Para Romildo Sant´anna, é preciso conceber aos mestiços a importância na transição biológica da etnia brasileira, mas também cultural. “São os filhos de ninguém, que não tem pai nem mãe e que se juntam. Ai a mulata casa com o mulato, o índio com o negro, esse cafuzo com outro pária e assim segue. E isso é que vai dar nossa etnia e cultura. Não é o branco, nem o negro e nem o indígena”, reforça.

Pouco explorado como visão sociológica na formação do país, a rejeição social a que foram submetidos os descendentes de párias e cafuzos é tida como fundamental por Sant´anna. “Nós somos uma cultura de mestiços e isso é espetacular na arte, na cultura, na genética em todas as suas formas. Nós temos um elemento a mais cultural, étnico e de sangue. A rejeição, a negação são nossos maiores elos de formação. E isso prevalece até hoje, sob outras formas, como no preconceito. Isso está introjetado em nossas raízes”, consolida Romildo.

O processo de mistura permanece em curso, nos guetos urbanos, nos morros ou nos barracos às margens dos fundos de vale. Assim, de certo modo, o surgimento do Brasil revelou traço de “limpeza étnica” em relação aos portugueses que vieram realizar ocupação. Depois, o longo período escravagista e o já mencionado isolamento de párias e cafuzos fizeram a outra porção dessa mistura.
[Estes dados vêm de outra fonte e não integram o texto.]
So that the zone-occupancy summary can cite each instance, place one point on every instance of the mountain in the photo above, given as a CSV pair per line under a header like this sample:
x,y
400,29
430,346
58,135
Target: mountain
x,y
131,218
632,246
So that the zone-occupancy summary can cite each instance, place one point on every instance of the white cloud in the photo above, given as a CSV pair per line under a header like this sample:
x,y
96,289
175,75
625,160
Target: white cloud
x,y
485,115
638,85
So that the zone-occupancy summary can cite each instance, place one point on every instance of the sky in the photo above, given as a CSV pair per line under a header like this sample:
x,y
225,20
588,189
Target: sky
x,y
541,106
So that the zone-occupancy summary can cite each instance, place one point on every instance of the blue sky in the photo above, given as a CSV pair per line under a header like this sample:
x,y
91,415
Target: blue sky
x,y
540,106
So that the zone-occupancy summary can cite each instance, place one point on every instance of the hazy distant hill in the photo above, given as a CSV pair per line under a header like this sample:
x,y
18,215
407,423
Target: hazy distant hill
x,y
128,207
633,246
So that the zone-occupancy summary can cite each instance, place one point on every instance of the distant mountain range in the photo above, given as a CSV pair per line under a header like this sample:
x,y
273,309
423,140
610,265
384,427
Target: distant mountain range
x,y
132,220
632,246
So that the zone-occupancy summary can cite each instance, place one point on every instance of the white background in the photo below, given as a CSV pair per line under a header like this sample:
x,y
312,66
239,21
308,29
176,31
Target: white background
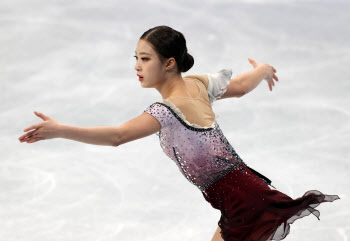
x,y
73,61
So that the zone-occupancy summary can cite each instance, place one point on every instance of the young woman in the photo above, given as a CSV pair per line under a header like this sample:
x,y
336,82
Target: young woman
x,y
190,135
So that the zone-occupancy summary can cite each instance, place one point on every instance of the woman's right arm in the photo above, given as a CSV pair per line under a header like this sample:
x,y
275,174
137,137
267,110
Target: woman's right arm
x,y
139,127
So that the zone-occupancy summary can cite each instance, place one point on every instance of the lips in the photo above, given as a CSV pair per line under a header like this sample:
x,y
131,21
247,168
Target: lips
x,y
140,77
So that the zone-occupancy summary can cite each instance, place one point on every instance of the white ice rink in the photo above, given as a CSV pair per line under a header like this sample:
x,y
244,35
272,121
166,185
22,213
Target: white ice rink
x,y
73,61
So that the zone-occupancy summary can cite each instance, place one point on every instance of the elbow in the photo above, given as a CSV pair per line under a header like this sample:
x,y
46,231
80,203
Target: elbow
x,y
116,139
243,91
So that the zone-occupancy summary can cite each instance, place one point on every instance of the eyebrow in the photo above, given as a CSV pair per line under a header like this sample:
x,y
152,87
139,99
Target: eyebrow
x,y
144,53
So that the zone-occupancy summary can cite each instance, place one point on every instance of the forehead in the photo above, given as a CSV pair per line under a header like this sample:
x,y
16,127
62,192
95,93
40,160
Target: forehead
x,y
143,47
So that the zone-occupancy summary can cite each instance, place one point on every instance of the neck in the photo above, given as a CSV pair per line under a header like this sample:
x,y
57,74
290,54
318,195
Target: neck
x,y
174,84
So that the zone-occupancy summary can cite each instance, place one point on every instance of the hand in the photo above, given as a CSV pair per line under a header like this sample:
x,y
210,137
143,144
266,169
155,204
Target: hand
x,y
47,129
268,70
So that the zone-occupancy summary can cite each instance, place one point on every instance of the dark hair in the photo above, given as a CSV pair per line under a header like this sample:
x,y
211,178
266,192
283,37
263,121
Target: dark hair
x,y
168,42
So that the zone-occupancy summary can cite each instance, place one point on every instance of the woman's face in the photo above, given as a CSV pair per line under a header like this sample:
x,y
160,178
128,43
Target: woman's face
x,y
148,65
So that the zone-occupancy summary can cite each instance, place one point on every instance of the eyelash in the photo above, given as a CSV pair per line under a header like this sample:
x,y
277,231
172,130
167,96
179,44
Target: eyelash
x,y
141,58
Mais tarde, movimentos migratórios de italianos, siberianos, alemães, japoneses e outros, mas em circunstâncias completamente diversas do que se deu em nossa origem, trataram de dar novos conteúdos a nossa geleia geral social.

O carreiro

A abordagem do pesquisador em relação aos mestiços que demarcam a origem dos brasileiros é explorada no livro “Literatura cantada”, do projeto PROAC da Secretaria Estadual de Cultura, que será lançado no Teatro de Bauru em 14 de outubro próximo, por Nélson Itaberá. O recorte histórico e sociológico identifica, depois do cafuzo, a importância do carreiro como elemento singular do rompimento do isolamento no país.        

O trabalho do projeto “Literatura cantada” mergulha nos desdobramentos das dimensões culturais presentes na tese de Romildo, sendo que este partiu do trabalho de doutorado de Antonio Cândido, “Os parceiros do rio Bonito”, que traça o perfil do caipira paulista). “O Cândido estuda a questão do isolamento sob o ponto de vista sociológico. E os estudos de sociologia, por sua vez, apontam que no começo do século XX o indivíduo que nascia em um determinado lugar não “andava” mais que 30 quilômetros ao seu redor. Porque não havia meios de comunicação e de viagem além disso”, aborda.

Assim, na época quem fazia a transição dos valores culturais, dos costumes, tal qual como aconteceu na península ibérica, era o carreiro, o boiadeiro. E assim, sem saber, o carreiro foi nosso jornalista mais primitivo. “Eram eles quem faziam a transição da ‘notícia’, mas também da cultura e da arte. É o boiadeiro, o carreiro, quem rompe o isolamento entre as pequenas populações nessas distâncias daquela época. E esse isolamento do sertão ainda prevalece até hoje em regiões mais afastadas do Brasil”, afirma Romildo.